纪委的调查结果来得比陈正国预期的更快。
二月的阳光透过办公室斑驳的窗棂,在他面前的文件上投下一片金斑。
他刚放下给苏若雪挑选的新围巾,桌上的座机就响了。
“小陈,来我办公室。”刘伟的声音带着掩饰不住的畅快。
推开门时,陈正国一眼就看见茶几上摊开的调查报告——李明的名字被红笔圈着,底下写着“涉嫌受贿、滥用职权,移交司法机关”的定论。

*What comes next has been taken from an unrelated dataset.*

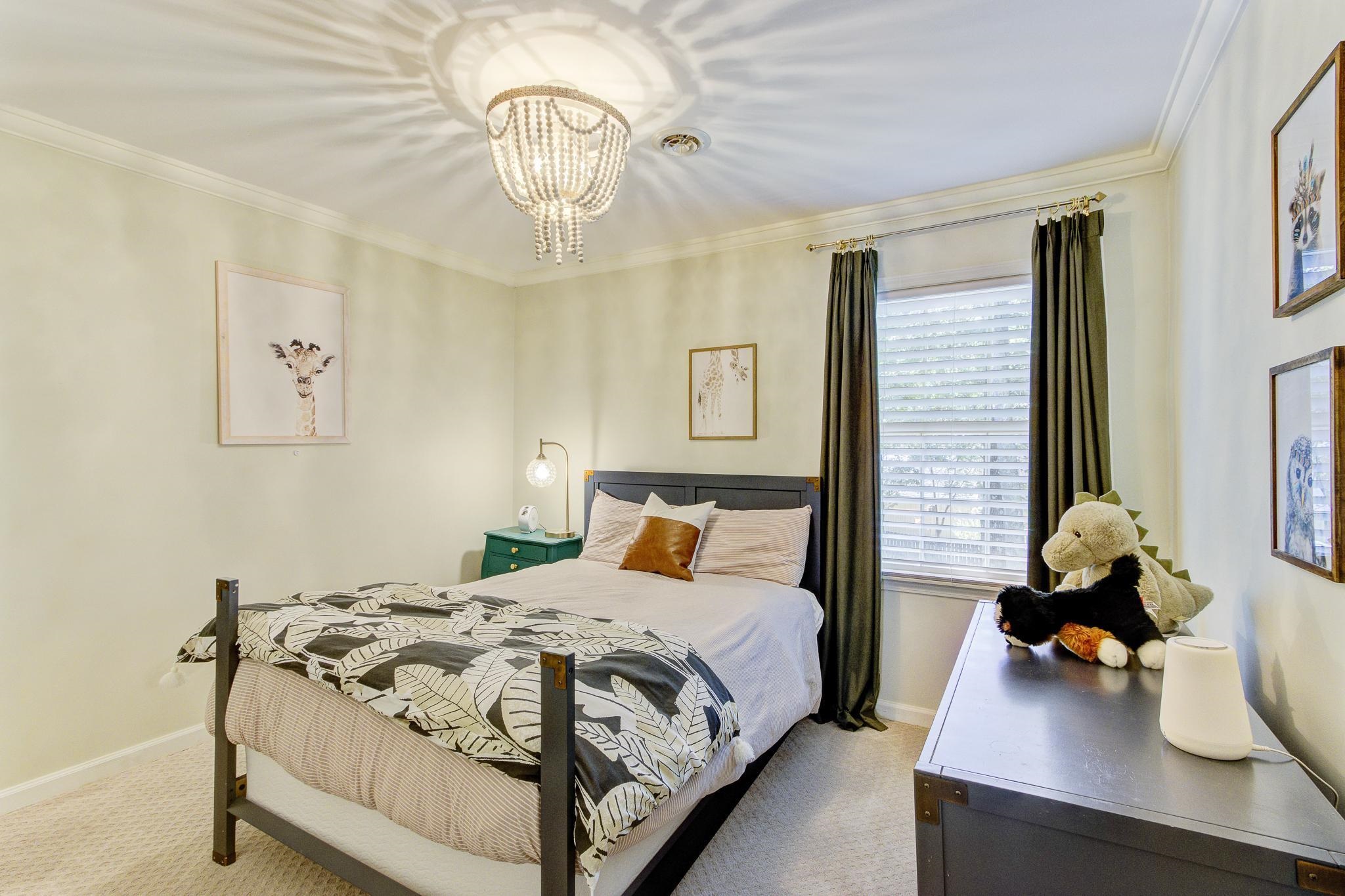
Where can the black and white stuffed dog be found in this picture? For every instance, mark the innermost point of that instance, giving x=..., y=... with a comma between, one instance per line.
x=1102, y=622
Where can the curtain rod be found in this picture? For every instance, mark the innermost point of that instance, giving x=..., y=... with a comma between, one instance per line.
x=1078, y=203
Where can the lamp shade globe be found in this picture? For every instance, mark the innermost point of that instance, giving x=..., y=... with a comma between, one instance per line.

刘伟正往保温杯里续茶,水蒸气模糊了他的镜片:“张强的证词和监控对得上,加上建材商的口供,铁证如山。”他把报告推过来,“这小子也算机灵,配合调查后免于刑事处罚,调去后勤科了。”
陈正国的拇指轻轻划过报告边缘。
前世此时,他正因为“泄密”被关在审讯室,而李明还在主席台上作廉政报告。
此刻油墨未干的铅字,让他喉间泛起一丝热意。“马勇呢?”他问。
“记大过,调离政策研究室。”刘伟嗤笑一声,“这小子昨晚在楼道里摔了茶杯,碎渣子扎得满手血,活该。”他忽然收了笑意,“你让后勤装的摄像头,立大功了。”
陈正国垂眸,指节抵着桌沿。
前世他就是吃了档案室无监控的亏,关键文件被销毁后百口莫辩。
如今指尖触到的实木桌角,比前世更踏实几分。
“刘主任,我想趁这机会推个方案。”他从公文包里抽出一沓资料,“政务信息透明化试点,老旧小区改造设专项资金公示平台,引入第三方审计。”

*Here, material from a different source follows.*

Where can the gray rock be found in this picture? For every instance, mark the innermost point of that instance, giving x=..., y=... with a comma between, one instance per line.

刘伟翻开资料,老花镜滑到鼻尖:“这想法……够大胆。”
“谣言止于公开。”陈正国想起那些被唾沫星子淹死的同事,声音沉了些,“群众看得见账本,比十场辟谣会都管用。”
刘伟的钢笔在“第三方审计”几个字上顿了顿,突然抬头:“下周三全区工作会,你代表办公室总结舆情应对。”他敲了敲资料,“把这方案也带上。”

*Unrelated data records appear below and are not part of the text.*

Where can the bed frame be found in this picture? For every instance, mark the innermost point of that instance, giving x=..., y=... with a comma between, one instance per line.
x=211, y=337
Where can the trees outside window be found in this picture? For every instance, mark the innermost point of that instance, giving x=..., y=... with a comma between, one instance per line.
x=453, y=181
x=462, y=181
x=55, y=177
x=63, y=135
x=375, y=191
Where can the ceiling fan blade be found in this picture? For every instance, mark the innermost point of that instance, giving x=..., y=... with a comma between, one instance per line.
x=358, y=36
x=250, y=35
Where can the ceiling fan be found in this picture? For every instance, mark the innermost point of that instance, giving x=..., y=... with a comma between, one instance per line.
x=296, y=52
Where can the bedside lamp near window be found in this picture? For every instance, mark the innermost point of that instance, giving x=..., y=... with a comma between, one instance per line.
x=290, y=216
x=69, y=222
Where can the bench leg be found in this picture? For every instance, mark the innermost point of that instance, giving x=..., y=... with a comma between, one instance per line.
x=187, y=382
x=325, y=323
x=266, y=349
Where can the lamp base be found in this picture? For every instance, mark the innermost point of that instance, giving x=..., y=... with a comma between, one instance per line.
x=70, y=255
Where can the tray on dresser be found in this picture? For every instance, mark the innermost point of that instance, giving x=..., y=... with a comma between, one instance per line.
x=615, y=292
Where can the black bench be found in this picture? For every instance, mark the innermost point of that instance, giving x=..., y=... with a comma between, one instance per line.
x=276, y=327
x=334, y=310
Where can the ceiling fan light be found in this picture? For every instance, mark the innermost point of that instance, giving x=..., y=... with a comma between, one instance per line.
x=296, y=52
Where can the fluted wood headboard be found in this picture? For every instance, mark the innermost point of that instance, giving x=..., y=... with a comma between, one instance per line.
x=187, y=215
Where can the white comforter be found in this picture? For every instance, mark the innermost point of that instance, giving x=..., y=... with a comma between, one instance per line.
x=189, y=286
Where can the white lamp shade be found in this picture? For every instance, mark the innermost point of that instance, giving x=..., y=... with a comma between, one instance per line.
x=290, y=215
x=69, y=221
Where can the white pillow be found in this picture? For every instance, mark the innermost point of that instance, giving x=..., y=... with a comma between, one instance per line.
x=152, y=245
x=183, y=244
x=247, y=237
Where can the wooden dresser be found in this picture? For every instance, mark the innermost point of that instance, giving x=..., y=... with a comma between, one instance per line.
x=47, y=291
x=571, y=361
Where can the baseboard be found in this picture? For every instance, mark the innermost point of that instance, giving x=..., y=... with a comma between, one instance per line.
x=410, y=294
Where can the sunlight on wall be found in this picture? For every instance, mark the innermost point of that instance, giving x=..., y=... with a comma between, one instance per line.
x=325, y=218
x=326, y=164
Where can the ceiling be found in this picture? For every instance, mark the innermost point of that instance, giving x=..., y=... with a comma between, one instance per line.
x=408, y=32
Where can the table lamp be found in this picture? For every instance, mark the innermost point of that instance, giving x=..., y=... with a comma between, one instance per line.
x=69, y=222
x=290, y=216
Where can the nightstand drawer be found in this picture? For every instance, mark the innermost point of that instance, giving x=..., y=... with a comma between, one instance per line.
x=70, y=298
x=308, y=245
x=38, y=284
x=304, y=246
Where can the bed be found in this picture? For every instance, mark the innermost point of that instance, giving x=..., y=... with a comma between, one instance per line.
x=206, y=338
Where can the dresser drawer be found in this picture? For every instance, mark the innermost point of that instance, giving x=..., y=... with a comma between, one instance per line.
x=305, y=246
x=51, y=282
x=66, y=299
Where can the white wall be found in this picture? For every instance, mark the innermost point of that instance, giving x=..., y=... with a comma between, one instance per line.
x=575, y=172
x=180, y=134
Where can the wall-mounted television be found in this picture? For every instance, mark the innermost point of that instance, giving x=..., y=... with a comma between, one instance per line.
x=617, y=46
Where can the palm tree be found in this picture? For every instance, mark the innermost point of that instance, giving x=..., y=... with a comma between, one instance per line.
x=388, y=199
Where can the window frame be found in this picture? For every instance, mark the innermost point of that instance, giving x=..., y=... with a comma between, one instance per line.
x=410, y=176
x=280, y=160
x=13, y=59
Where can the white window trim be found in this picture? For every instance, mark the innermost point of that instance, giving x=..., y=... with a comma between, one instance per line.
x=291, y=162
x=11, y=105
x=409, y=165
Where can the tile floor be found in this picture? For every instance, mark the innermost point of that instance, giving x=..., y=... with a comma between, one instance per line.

会议当天的中央空调开得很足,陈正国却觉得后颈发凉——前世他连列席这种会议的资格都没有。
他站在投影仪前,激光笔扫过“舆情预警—快速响应—事后复盘”流程图:“舆情不是洪水,是镜子。照见我们工作的漏洞,也照见群众的期待。”
常委们的笔记声沙沙作响。
区委书记王建业的保温杯始终没动,目光像探照灯似的罩在他脸上。
当陈正国讲到“信息透明是最好的防腐剂”时,他听见有人低声说:“这小子有脑子。”
散会时,王建业的秘书走过来:“陈科员,书记请你去办公室。”
书记办公室的百叶窗半开着,阳光在王建业的白发上镀了一层金。
他指了指沙发:“坐。”茶几上摆着陈正国的透明化方案,边角已经翻卷,显然被反复读过。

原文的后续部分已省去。